GPU and chip giant Nvidia has tweaked its advanced H100 chip in order to comply with restrictions set by U.S. regulators to prevent such chips from being exported or sold to Chinese customers, for national security reasons. Instead, Nvidia confirmed that another version of the chip, called the H800, will be exported to China. The company also said that the chip was being used by Chinese tech giants such as Alibaba, Baidu, and Tencent.

The curbs were part of the Biden administration’s push to stop the Chinese government from accessing chips that make it possible to develop advanced AI models and modernise military systems. Nvidia is a leader in the AI chip space. However, the company would not explain how exactly the H100 was different from the H800 in terms of technical specifications.

Google slowly frees Bard

Users in the UK and the U.S. can join a waitlist to test out Google’s Bard chatbot in its English language version. Before this, only approved testers could try out the chatbot and its capabilities. Reuters reported that one major difference between Bard and OpenAI’s ChatGPT is that Bard produces paragraphs at once while ChatGPT types out responses by the word.
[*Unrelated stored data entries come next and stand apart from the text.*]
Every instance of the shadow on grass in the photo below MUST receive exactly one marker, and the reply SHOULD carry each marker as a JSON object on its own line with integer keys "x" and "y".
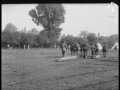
{"x": 53, "y": 56}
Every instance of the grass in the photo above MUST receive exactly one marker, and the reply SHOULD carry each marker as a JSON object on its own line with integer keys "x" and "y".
{"x": 36, "y": 69}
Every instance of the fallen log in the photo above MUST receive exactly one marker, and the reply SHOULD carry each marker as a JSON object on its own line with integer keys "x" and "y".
{"x": 67, "y": 58}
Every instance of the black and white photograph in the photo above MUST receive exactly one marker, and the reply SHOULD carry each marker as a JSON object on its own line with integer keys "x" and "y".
{"x": 60, "y": 46}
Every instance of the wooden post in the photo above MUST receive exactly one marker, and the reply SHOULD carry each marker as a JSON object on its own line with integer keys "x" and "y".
{"x": 24, "y": 46}
{"x": 28, "y": 46}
However, Bard is still prone to errors and did generate incorrect answers when responding to prompts.

A senior product director at Google denied that the company was competing with Microsoft in the AI space, in spite of the two companies announcing new AI-powered work tools for their users.

Qualcomm may face class action suit

Some Qualcomm shareholders complaining about anticompetitive practices in the company may sue as a class, ruled a federal judge in the U.S. The class-action lawsuit concerns whether or not Qualcomm harmed competition in the market by falsely reporting its chip business and its technology licensing business separately. Those who want to sue the company believe that the way Qualcomm represented its business artificially inflated stock prices.

Qualcomm opposed the allegations and claimed they were “meritless,” saying that its business practices were already known. However, the judge did not agree with the argument.